Monday, Jul. 15, 1985
A Fiery Tale of Two Cities
By Ed Magnuson
In Los Angeles, the thick brush had been baked by temperatures above 100 degrees and swept by winds of 25 m.p.h. Suddenly, huge sections of vegetation were ablaze. According to witnesses, a man and a woman had jumped out of a white car and ignited the city's worst fire in 24 years. In San Diego, 120 miles to the south, some of the canyon brush had grown 12 ft. high and turned tinder-dry in the record heat. It too caught fire, starting the most serious residential blaze in the city's history. Investigators said it was almost certainly a case of arson.
Only last month officials had told residents of both the Baldwin Hills area of Los Angeles and the Normal Heights neighborhood of San Diego to cut back the dense growth. Too few responded. In the Los Angeles inferno, three people were found dead, 52 houses were destroyed, and the property loss was estimated at $16 million. No one died in the San Diego fire, but 64 homes were burned out and the damage reached at least $8.5 million.
In both cities, the flames started in lowlands and raced up steep hills to devour homes on the high ground, many valued at $200,000 or more. Baldwin Hills is an affluent, predominantly black neighborhood, sometimes called "the black Beverly Hills." Its houses are mainly sprawling stucco structures or split-level residences less than 35 years old. When the flames came, they fed voraciously off the wood-shingled, bone-dry roofs. Fireballs danced from rooftop to rooftop, driven by the winds and creating fire-storm drafts of their own.
Robert Allen, 54, and Mary Street, 76, were caught behind the locked doors and barred windows of the home they shared on Don Carlos Drive. "I could hear her hollering," said Neighbor Tyrone Tyler. "She had to be on fire." But no one could get into the house in time to save Street or her housemate. Near by, Marie Gladden, 62, filled a bathtub and jumped in to avoid the flames, but her body was found in the rubble of the house.
In Normal Heights, perched above San Diego's Mission Valley canyon, relatively new $250,000 Spanish-style residences with courtyards and swimming & pools often sit next to 60-year-old wooden bungalows and duplexes that initially cost as little as $10,000. The flames that leaped out of the valley and slashed through the overgrown chaparral made few distinctions when they reached the canyon rim. Abraham Nasatir, 80, a professor emeritus of history at San Diego State University and an expert on California lore, watched the fire consume some 500,000 historical papers he had collected. He was working on a nearly finished history of the British in California, a manuscript that had occupied him for 16 years. "I put it down," said Nasatir, "and got out with only the clothes on my back." His consolation was that much of his latest book had been stored in a computer.
Each resident had his own priority on what to try to save. "I got my watch, my Levi's and my dog and ran," said one young man in the neighborhood.
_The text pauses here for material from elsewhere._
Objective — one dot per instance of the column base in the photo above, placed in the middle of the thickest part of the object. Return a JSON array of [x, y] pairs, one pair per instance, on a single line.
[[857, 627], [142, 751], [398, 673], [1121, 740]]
He complained that spectators who had come to watch the fire had parked their cars in front of his house, blocking any chance for him to save his Jeep or his parents' Volkswagen Rabbit. "We lost our cars because of those looky- looks," he said bitterly. Almost everyone involved, however, directed the most anger at the unknown arsonists. Said one Los Angeles fireman: "It's terrorism."